Tokenize UK

https://img.shields.io/pypi/v/tokenize_uk.svg https://img.shields.io/travis/lang-uk/tokenize-uk.svg Documentation Status

Simple python lib to tokenize texts into sentences and sentences to words. Small, fast and robust. Comes with ukrainian flavour

Features

  • Tokenize given text into sentences
  • Tokenize given sentence into words
  • Works well with accented characters (like stresses) and apostrophes
  • Suitable also for other languages

API

Ukrainian tokenization script based on standard tokenization algorithm.

2016 (c) Vsevolod Dyomkin <vseloved@gmail.com>, Dmitry Chaplinsky <chaplinsky.dmitry@gmail.com>

tokenize_uk.tokenize_uk.tokenize_words(string)[source]

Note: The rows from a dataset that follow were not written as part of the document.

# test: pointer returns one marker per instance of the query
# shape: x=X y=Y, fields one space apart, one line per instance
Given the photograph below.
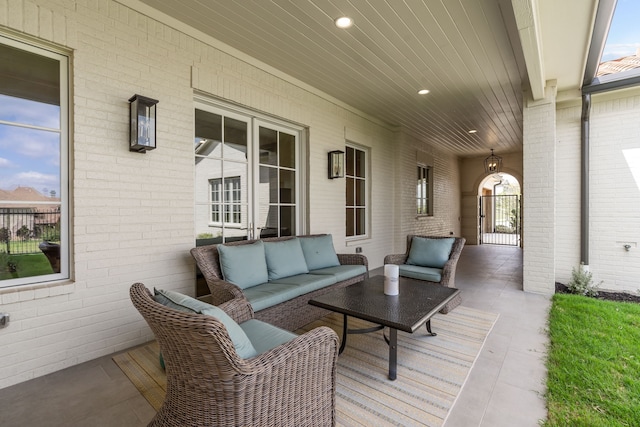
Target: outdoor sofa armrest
x=239 y=309
x=398 y=259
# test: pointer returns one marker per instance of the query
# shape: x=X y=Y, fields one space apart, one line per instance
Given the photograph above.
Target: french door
x=247 y=176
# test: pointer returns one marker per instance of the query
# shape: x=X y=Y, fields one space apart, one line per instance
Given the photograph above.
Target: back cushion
x=427 y=252
x=185 y=303
x=319 y=252
x=285 y=259
x=244 y=265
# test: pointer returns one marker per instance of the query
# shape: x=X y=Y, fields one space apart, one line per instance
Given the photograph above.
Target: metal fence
x=23 y=229
x=500 y=220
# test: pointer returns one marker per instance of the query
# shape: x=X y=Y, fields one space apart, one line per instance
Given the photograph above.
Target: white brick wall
x=132 y=213
x=614 y=193
x=539 y=200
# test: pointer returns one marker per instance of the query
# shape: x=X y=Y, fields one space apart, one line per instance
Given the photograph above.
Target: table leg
x=393 y=353
x=433 y=334
x=345 y=330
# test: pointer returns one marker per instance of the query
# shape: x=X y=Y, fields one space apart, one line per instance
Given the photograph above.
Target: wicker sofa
x=293 y=276
x=432 y=259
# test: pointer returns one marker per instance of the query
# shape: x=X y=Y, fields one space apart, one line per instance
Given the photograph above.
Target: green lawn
x=28 y=265
x=594 y=363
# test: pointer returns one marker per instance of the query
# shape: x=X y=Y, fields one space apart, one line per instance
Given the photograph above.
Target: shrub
x=581 y=282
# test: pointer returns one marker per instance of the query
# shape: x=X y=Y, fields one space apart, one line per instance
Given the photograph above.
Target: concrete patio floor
x=505 y=387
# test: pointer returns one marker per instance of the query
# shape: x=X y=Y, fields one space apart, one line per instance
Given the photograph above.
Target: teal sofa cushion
x=264 y=336
x=422 y=273
x=185 y=303
x=305 y=283
x=270 y=294
x=244 y=265
x=285 y=289
x=319 y=252
x=427 y=252
x=341 y=272
x=285 y=258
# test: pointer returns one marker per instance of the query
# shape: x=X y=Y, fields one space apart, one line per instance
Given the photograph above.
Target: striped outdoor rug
x=431 y=370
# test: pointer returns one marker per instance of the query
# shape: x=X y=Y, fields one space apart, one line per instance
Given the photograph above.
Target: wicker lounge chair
x=208 y=384
x=448 y=270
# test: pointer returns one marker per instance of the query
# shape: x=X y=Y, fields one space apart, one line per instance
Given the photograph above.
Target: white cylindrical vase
x=391 y=273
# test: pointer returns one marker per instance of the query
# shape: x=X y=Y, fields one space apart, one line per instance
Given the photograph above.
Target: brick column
x=539 y=196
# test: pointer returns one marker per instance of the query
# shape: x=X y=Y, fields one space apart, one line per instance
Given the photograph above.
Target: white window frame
x=49 y=51
x=204 y=101
x=367 y=189
x=424 y=198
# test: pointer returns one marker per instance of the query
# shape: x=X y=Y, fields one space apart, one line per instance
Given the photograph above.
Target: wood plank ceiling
x=467 y=53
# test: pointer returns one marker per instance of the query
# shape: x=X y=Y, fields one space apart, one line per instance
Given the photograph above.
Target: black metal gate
x=500 y=220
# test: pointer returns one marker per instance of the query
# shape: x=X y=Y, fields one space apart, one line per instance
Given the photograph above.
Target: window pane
x=360 y=192
x=268 y=146
x=287 y=150
x=351 y=227
x=235 y=138
x=360 y=222
x=287 y=221
x=360 y=166
x=287 y=186
x=351 y=195
x=32 y=204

Tokenize input text to words.

Parameters:string (str or unicode) – Text to tokenize
Returns:words
Return type:list of strings
tokenize_uk.tokenize_uk.tokenize_text(string)[source]

Tokenize input text to paragraphs, sentences and words.

Tokenization to paragraphs is done using simple Newline algorithm For sentences and words tokenizers above are used

Parameters:string (str or unicode) – Text to tokenize
Returns:text, tokenized into paragraphs, sentences and words
Return type:list of list of list of words
tokenize_uk.tokenize_uk.tokenize_sents(string)[source]

Tokenize input text to sentences.

Parameters:string (str or unicode) – Text to tokenize
Returns:sentences
Return type:list of strings